Whitespace tags stripped from plaintext values #142

aaronpk · 2018-03-30T23:19:33Z

I recently switched my website to include <br> tags instead of newlines for my notes. This means I now have HTML markup like

Hello<br><br>World

It appears that when Granary is converting this to JSON Feed (haven't checked other formats), it is stripping the tags completely instead of converting them to whitespace, so the example above would appear as HelloWorld in the JSON Feed.

This then causes a problem when comparing the text value to the HTML value, and Granary thinks they are different so it creates a title for the note.
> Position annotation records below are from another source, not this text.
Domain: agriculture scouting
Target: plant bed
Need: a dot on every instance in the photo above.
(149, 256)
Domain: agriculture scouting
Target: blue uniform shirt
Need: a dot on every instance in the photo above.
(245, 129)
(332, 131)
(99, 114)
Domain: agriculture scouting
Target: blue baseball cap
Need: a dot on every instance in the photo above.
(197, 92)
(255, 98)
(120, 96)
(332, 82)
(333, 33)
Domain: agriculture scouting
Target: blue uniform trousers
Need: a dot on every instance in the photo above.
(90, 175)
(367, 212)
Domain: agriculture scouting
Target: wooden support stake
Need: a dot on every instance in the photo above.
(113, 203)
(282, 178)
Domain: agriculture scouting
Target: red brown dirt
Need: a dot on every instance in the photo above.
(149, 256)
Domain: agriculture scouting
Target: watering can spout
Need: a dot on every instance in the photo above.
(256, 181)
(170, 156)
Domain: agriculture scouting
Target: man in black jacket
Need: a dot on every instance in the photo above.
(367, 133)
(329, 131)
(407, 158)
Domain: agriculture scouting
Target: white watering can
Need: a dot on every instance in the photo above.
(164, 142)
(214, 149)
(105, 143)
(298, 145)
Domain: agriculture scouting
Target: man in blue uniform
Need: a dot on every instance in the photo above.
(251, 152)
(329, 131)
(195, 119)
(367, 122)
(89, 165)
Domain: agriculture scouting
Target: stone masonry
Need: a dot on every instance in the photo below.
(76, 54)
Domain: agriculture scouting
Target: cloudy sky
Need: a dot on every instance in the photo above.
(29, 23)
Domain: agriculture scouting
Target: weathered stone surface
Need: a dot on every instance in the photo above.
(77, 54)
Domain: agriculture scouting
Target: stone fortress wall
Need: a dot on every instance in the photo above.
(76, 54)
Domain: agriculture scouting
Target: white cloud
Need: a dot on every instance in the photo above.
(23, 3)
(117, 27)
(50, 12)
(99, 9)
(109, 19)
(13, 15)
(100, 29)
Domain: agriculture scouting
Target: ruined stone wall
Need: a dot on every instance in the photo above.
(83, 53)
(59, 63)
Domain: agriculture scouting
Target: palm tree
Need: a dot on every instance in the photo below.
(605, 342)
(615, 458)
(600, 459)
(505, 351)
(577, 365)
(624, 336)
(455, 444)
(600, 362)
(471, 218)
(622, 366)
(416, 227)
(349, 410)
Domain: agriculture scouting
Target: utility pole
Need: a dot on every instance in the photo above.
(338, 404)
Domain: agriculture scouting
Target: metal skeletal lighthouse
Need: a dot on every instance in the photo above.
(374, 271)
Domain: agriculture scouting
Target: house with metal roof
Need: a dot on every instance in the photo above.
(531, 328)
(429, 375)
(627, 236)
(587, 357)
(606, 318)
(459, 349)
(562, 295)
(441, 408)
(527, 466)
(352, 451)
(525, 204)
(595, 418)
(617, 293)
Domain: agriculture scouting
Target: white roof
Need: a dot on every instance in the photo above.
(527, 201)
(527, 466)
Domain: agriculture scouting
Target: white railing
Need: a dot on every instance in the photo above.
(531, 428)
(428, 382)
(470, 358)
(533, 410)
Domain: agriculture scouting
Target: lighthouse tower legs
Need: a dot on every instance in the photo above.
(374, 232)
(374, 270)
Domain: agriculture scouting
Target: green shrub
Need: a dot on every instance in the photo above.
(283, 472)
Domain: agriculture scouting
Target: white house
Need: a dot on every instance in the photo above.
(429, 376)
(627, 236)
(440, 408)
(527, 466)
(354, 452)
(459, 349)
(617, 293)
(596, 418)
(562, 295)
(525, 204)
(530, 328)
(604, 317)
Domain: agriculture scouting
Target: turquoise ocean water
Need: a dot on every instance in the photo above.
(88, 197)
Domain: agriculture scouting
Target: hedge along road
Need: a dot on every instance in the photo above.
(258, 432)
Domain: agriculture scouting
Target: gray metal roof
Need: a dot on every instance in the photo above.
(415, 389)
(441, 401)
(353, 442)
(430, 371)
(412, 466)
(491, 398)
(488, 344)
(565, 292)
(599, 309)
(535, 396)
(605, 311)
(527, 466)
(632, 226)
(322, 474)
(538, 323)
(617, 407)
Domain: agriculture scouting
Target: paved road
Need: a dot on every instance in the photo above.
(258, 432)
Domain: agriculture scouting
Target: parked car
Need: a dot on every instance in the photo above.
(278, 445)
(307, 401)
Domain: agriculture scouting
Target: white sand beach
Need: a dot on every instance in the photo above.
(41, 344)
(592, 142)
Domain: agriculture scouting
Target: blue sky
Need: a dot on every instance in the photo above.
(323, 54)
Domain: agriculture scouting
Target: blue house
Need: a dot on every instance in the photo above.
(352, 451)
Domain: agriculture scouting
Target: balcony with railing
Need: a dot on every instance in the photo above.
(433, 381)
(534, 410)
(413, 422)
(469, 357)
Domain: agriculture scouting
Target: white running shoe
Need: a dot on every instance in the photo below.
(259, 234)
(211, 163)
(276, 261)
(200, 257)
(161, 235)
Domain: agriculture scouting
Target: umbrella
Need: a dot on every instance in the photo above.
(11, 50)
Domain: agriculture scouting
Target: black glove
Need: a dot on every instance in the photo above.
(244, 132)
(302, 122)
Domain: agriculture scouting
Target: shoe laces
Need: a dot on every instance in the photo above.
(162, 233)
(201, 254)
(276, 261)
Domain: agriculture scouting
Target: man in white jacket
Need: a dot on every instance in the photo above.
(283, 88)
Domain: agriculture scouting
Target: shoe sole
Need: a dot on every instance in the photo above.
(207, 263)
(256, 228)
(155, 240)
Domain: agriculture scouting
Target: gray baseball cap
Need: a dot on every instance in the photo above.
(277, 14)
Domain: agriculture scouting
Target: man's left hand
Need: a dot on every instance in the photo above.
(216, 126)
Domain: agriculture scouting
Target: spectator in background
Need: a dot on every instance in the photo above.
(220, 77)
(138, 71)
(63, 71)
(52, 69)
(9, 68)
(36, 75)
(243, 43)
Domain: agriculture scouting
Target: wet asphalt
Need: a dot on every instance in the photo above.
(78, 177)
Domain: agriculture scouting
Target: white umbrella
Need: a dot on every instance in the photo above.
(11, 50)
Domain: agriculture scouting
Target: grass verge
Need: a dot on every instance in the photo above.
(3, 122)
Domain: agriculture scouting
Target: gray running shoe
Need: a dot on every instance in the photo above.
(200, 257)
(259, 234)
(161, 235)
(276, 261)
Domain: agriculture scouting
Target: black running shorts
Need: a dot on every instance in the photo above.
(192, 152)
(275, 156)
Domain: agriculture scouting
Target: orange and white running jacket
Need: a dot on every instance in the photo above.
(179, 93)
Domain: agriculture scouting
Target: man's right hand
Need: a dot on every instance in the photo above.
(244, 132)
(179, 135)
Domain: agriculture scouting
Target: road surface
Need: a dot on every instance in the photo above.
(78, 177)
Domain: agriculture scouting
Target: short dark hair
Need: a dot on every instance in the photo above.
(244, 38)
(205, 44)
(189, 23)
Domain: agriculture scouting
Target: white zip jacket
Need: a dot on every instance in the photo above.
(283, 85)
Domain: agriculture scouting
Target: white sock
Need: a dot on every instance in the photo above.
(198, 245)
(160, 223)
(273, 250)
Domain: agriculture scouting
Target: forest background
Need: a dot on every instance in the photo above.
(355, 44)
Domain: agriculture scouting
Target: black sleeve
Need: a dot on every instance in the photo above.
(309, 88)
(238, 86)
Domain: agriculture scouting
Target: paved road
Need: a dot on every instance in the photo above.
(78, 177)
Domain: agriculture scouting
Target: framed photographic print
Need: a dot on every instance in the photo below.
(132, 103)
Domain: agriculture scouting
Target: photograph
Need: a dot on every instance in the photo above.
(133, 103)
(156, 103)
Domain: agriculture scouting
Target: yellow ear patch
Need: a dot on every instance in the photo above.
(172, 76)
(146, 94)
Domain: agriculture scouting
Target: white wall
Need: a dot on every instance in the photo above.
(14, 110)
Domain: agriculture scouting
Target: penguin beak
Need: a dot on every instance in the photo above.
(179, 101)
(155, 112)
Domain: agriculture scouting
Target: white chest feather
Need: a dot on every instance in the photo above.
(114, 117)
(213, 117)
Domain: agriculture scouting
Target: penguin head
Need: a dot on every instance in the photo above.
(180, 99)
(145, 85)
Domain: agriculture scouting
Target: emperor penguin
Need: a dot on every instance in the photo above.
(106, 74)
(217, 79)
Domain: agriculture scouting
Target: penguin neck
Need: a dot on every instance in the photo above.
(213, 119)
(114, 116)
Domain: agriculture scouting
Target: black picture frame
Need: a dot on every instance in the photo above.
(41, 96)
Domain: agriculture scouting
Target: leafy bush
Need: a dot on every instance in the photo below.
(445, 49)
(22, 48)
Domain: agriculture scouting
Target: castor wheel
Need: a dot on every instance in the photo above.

Then my posts appear smushed in Micro.blog.

I think Granary should recognize that a
tag is meaningful and replace that with a newline so that the plaintext conversion works properly.

The text was updated successfully, but these errors were encountered:

snarfed · 2018-03-31T03:47:26Z

thanks for filing! ...and ugh, looks like it's mf2py. i assume this isn't the expected result (v1.0.5):

mf2py.parse(doc="""
<article class="h-entry">
<div class="e-content p-name">foo bar<br />baz <br><br> baj</div>
</article>""", url='http://x/')

results in:

{
  "items": [{
      "type": ["h-entry"], 
      "properties": {
        "content": [{
            "html": "foo bar<br/>baz <br/><br/> baj", 
            "value": "foo barbaz  baj"
          }], 
        "name": ["foo barbaz  baj"]
      }
    }
  ]
}

@kevinmarks @kartikprabhu any thoughts?

snarfed · 2018-03-31T03:49:47Z

btw @kevinmarks @kartikprabhu mf2py's release management might deserve a bit of love. https://pypi.org/project/mf2py/ just says Project Description UNKNOWN, and the last release tagged in github is 1.0.0 from oct 2015. :P https://github.com/microformats/mf2py/releases

snarfed · 2018-03-31T03:51:29Z

also for background, the post that inspired this is https://aaronparecki.com/2018/03/30/18/ , and php-mf2 correctly converts its <br>s to \ns in name and content.value: https://pin13.net/mf2/?url=https://aaronparecki.com/2018/03/30/18/

snarfed · 2018-03-31T04:01:12Z

my first repro (above) was mf2py 1.0.5, beautifulsoup4 4.4.1, html5lib 0.9999999.

i tried just now on microformats/mf2py master tip, beautifulsoup4 4.6.0, and html5lib 1.0.1. same result.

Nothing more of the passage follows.